A sociologist by training, Rasoulof researched this pet project over two years and produced it himself, clearly obtaining the trust of his unidentified interviewees, some of whom discuss and demonstrate clandestine activities that could earn them fines, jail time or worse. Some might even perceive the pic as encouraging rebellion, and thus itself a head wind to the vessel of the state. More than an undercover investigation, it gains unusual currency via its frank commentary from an atypical cross-section of the population.
Because Iranian TV stations offer only government-approved news and entertainment, banned satellite dishes are nearly ubiquitous. Rasoulof visits isolated villages with “boosting antennas,” nomadic tribesmen with generator-powered satellites and upscale urban homes with dishes hidden on the roof.

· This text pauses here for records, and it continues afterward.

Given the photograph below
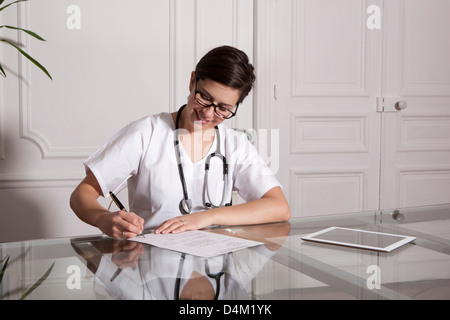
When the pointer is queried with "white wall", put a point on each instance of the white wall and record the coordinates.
(125, 61)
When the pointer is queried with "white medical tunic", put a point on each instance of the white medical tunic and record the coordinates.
(143, 154)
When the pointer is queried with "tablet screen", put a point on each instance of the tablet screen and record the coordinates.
(359, 238)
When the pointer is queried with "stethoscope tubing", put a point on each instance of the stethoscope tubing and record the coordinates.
(185, 205)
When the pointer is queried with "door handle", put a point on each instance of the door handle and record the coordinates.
(400, 105)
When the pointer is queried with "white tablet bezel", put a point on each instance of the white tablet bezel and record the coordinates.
(316, 237)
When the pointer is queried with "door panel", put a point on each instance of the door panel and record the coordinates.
(416, 159)
(327, 78)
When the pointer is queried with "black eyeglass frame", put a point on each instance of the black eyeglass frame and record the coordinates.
(233, 113)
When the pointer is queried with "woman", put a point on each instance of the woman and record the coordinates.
(144, 154)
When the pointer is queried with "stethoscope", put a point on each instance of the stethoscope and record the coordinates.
(216, 276)
(185, 205)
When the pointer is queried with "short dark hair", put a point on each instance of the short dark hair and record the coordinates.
(229, 66)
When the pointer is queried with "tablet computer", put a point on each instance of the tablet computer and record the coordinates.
(359, 238)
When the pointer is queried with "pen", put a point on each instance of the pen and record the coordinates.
(121, 207)
(117, 201)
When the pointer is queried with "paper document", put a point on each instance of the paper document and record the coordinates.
(198, 243)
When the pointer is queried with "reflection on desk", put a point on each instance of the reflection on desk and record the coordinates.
(285, 268)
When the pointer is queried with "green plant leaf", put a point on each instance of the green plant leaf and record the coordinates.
(28, 57)
(2, 8)
(31, 33)
(38, 283)
(3, 269)
(2, 71)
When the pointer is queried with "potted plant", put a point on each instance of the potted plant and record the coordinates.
(9, 42)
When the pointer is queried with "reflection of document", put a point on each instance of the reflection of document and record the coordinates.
(198, 243)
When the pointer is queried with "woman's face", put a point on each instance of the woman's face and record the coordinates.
(217, 93)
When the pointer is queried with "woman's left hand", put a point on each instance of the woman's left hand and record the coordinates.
(193, 221)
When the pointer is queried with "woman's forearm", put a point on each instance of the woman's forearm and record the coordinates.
(272, 207)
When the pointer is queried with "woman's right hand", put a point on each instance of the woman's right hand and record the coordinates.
(121, 224)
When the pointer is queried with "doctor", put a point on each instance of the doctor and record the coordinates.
(174, 163)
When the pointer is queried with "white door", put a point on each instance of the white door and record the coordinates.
(321, 100)
(416, 139)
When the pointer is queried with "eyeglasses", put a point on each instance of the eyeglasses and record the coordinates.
(206, 102)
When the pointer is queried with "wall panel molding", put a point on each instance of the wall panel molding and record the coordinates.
(336, 186)
(309, 78)
(329, 133)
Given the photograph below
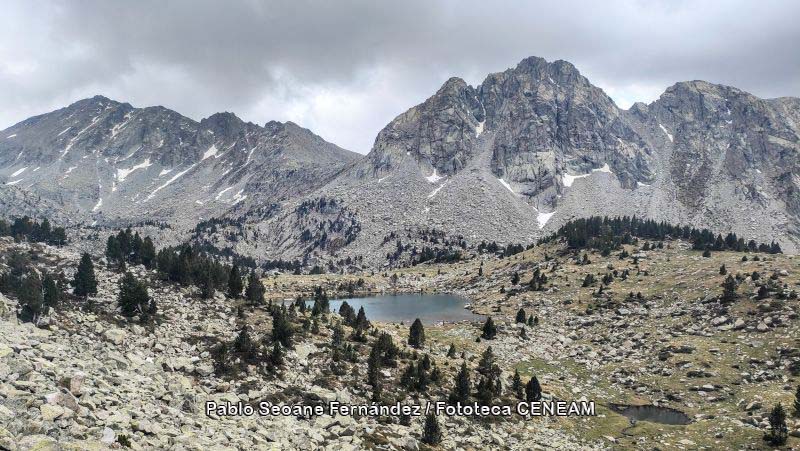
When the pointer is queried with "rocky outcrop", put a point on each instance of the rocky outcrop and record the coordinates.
(108, 160)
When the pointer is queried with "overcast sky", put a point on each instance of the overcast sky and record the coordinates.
(344, 69)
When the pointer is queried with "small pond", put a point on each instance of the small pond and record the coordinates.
(653, 414)
(430, 308)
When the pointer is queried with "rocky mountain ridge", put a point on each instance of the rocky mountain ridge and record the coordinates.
(536, 145)
(509, 161)
(111, 161)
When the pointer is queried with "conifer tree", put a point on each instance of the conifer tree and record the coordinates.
(147, 253)
(30, 298)
(431, 432)
(347, 313)
(113, 250)
(416, 334)
(729, 289)
(133, 298)
(282, 330)
(520, 316)
(255, 289)
(276, 355)
(85, 282)
(517, 387)
(461, 388)
(50, 291)
(778, 430)
(235, 285)
(489, 330)
(361, 319)
(533, 391)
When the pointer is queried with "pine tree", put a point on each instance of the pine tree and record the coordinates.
(147, 253)
(361, 319)
(235, 284)
(133, 298)
(516, 385)
(255, 289)
(729, 289)
(30, 298)
(431, 432)
(347, 313)
(85, 282)
(113, 249)
(797, 402)
(521, 316)
(533, 391)
(282, 330)
(489, 330)
(461, 388)
(416, 334)
(276, 356)
(778, 430)
(51, 292)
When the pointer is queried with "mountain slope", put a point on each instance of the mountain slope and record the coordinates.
(111, 161)
(537, 145)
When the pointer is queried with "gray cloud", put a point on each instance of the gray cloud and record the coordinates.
(346, 68)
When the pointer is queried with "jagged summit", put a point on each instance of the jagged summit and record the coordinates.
(112, 161)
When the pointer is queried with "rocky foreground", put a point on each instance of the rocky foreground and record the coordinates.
(90, 379)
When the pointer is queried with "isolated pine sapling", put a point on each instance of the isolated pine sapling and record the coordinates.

Queried about their viewing habits, some claim to have “immoral channels” blocked, while others clearly enjoy access to film fare from Hollywood to Bollywood. Many seek world news, noting the importance of seeing how others view Iran. A middle-class teen references strict rules governing behavior and dress of women and youth outside the home, claiming that with all the criticism she’s subject to, she’d rather stay in and watch foreign TV.
Helmer tracks three dish installers as they fill orders and learns how they find their business. He also follows a purveyor of black-market entertainment who maintains lists of his clients’ viewing and proudly makes recommendations based on their tastes.
The DVD man leads him to a studio where contraband from Dubai and Malaysia is dubbed or subtitled. Even the dubbers often modify what they consider “socially unacceptable material,” and amusingly demonstrate how they can add sleeves and raise a neckline on a Western woman’s revealing dress.
The Internet constitutes another important battlefront in the information war. An articulate former journalist from a banned reformist newspaper demonstrates how the government uses filtering to block access to certain sites, but proxies can unblock the filtered ones.
Strong tech package boasts some poetically beautiful camerawork of the countryside from the helmer’s longtime d.p. Reza Jalali. Rasoulof proves his own resourcefulness in countering a filming ban by cleverly editing photos of police destroying satellite dishes into an action montage.